There is a specific protocol that I use in the lead-up to any race.
If the race is on Saturday, we do a 4-hour endurance ride on Wednesday. Then, a few conservative LT intervals on Thursday, generally around 10 minutes in length with 5 minutes recovery. Friday is an easy ride with 2-minute efforts that effectively “ramp” to maximal power by the end of the interval. So if a rider’s max 2-minute power is 300W, for these intervals, they may start at 200W and only get to 300W for the last 10 seconds of the effort. In other words, the rider finishes the interval at all-out intensity. The recovery can be 2-4 minutes.
Protocol leading up to a Saturday race
|Wednesday||Endurance ride, 4 hours|
|Thursday||Ride with 2–3 × 10 min. LT intervals, with 5 min. recovery|
|Friday||1–2 hours, easy ride with 3 × 2 min. ramping efforts, with 2–4 min. recovery|
Note: I don’t see a need for the cyclist to ride every day. Whether a 1-hour recovery ride or a day off the bike, it’s the athlete’s preference.
Following a stage race riders know they will be tired so they are more inclined to fully recover before doing anything else. It’s harder for regional or Cat II riders to know what to do during the week. They race hard from weekend to weekend. Yet, on Tuesday and Wednesday, they might do some intense training. At the end of four weeks they wonder why they aren’t feeling good. This is another example of “middle” training. By doing a little bit of everything, these riders never get good at anything.
After racing Saturday and Sunday riders would benefit more from doing a long ride on Monday, working endurance. It is not good to do intensity when feeling fatigued in the middle of the season. An endurance session complements the weekend of hard racing, effectively creating a block of three days of competition and training. Recovery follows on Tuesday, Wednesday, and Thursday. By the weekend, the rider is ready to race again. During the months of May, June and July build in one week of recovery every month.
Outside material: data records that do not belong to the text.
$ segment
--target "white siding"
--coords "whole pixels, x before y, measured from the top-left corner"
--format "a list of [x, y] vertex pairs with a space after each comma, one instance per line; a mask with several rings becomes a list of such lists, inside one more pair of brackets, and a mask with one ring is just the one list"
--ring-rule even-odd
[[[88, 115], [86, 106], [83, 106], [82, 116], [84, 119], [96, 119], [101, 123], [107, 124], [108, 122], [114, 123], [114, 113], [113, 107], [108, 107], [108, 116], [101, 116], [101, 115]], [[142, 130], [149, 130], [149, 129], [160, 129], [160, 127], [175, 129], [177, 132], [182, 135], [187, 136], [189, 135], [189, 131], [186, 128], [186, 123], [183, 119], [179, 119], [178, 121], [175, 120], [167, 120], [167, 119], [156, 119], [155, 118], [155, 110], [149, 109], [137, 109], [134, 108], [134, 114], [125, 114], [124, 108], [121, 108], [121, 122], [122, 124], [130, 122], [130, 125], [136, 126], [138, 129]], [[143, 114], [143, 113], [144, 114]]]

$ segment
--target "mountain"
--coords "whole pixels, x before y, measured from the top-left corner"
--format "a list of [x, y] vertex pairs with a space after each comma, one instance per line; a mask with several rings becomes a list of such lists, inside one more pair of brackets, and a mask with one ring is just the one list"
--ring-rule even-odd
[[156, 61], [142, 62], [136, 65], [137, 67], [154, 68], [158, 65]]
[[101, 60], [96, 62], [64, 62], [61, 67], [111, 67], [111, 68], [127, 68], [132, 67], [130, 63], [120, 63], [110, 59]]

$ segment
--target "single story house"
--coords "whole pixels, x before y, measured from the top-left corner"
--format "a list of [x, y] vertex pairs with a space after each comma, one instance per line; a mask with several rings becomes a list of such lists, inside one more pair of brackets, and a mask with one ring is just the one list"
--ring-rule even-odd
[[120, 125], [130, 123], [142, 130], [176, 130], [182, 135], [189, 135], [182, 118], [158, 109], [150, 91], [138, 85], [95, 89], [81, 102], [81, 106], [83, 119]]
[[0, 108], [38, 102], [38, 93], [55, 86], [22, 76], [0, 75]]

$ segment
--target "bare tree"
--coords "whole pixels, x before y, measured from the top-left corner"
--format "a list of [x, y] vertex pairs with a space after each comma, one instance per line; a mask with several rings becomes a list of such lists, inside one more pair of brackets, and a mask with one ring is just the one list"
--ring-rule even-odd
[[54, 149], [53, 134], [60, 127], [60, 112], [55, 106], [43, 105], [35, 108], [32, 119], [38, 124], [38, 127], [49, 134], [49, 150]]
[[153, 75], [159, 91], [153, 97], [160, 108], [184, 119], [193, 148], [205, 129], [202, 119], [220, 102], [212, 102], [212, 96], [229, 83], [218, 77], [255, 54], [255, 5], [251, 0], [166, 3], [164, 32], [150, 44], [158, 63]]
In June and July the rider will peak and taper for big events. Recovery from race to race is critical in order to be able to fit in as many stage races as possible. Prior to a big race we do a 10- to 14-day taper.
Recovery protocol leading up to a 2-day stage race
|Wednesday/Thursday||Short, intense group rides|
|Wednesday||Long, easy ride|
|Thursday||1.5 hr. ride with 8 min. LT efforts|
Note: The point of this block is to maintain race readiness, not to train between races.
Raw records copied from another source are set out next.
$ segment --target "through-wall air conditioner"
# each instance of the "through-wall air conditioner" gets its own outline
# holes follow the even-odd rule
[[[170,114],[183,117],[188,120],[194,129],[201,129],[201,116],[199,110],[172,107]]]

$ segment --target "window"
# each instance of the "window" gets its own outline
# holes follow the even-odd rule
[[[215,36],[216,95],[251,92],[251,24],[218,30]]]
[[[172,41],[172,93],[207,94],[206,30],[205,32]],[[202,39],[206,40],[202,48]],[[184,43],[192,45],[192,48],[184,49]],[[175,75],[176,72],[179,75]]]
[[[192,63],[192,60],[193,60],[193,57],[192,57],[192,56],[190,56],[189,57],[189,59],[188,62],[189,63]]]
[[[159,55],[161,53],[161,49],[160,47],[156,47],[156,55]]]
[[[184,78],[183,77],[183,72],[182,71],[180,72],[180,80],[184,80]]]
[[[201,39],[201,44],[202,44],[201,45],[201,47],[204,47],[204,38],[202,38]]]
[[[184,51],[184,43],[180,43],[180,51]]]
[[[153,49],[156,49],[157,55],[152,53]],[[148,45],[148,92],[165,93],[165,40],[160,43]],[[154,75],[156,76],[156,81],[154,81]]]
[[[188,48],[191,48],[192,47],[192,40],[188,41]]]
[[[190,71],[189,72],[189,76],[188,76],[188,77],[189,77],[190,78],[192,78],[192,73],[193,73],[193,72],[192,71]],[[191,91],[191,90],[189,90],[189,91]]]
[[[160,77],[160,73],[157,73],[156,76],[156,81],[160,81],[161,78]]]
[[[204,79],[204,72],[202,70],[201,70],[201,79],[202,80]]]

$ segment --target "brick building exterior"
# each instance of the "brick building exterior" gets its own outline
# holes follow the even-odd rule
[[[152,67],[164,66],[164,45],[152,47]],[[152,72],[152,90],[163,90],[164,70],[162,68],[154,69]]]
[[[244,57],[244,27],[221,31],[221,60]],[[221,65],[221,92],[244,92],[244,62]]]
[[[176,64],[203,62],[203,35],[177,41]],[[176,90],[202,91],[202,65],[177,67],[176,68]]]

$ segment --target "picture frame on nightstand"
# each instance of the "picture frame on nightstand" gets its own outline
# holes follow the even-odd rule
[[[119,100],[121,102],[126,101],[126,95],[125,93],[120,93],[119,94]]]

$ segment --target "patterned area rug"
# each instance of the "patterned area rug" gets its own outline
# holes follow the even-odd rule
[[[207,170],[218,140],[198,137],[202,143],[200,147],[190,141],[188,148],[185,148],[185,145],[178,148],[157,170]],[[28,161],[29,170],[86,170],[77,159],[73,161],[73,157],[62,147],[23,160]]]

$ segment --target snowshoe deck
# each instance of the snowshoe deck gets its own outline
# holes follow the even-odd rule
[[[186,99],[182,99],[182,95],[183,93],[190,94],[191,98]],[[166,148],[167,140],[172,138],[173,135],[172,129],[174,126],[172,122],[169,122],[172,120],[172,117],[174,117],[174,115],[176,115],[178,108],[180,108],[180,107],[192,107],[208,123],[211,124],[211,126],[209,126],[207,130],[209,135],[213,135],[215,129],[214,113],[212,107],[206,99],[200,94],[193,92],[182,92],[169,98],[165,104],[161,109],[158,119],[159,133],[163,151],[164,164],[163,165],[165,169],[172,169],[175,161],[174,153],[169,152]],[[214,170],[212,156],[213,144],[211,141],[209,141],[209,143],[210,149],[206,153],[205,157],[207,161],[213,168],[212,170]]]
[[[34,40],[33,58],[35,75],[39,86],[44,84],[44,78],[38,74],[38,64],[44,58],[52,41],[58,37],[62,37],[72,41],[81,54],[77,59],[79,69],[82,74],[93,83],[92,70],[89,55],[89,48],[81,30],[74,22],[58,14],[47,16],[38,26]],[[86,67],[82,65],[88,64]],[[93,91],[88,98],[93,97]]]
Most of the top racers compete into September or October. However, before embarking on the last three months of the season, I want riders to take a minimum of 10 days off in the August timeframe—five days off the bike, followed by five easy days on the bike. From there, the riders can finish the season by repeating the race block they just completed.
An average rider might finish the season by September and will take it easy for a couple of months. But, compared to their elite counterparts, they will have lost three weeks of intensity in those eight weeks that they won’t be able to make up.
My advice to athletes is simple: Race as long as you can. By structuring the races as I’ve described, the cyclist shouldn’t be totally fatigued come October. Find races at the end of the season that allow for adequate training, followed by a 10- to 14-day taper. This helps the athlete finish the season in excellent condition, not overly fatigued for the start of the next season.
Author’s Note: This block training program is born out of research conducted on overload in 1994, led by David T. Martin of the University of Wyoming in conjunction with the U.S. Olympic Training Center. I was a postgraduate student of Dr. Martin’s program at the time of the study. I further refined my training block method over years of preparing cyclists to compete at the highest levels of the sport as a physiologist for the U.S. cycling team.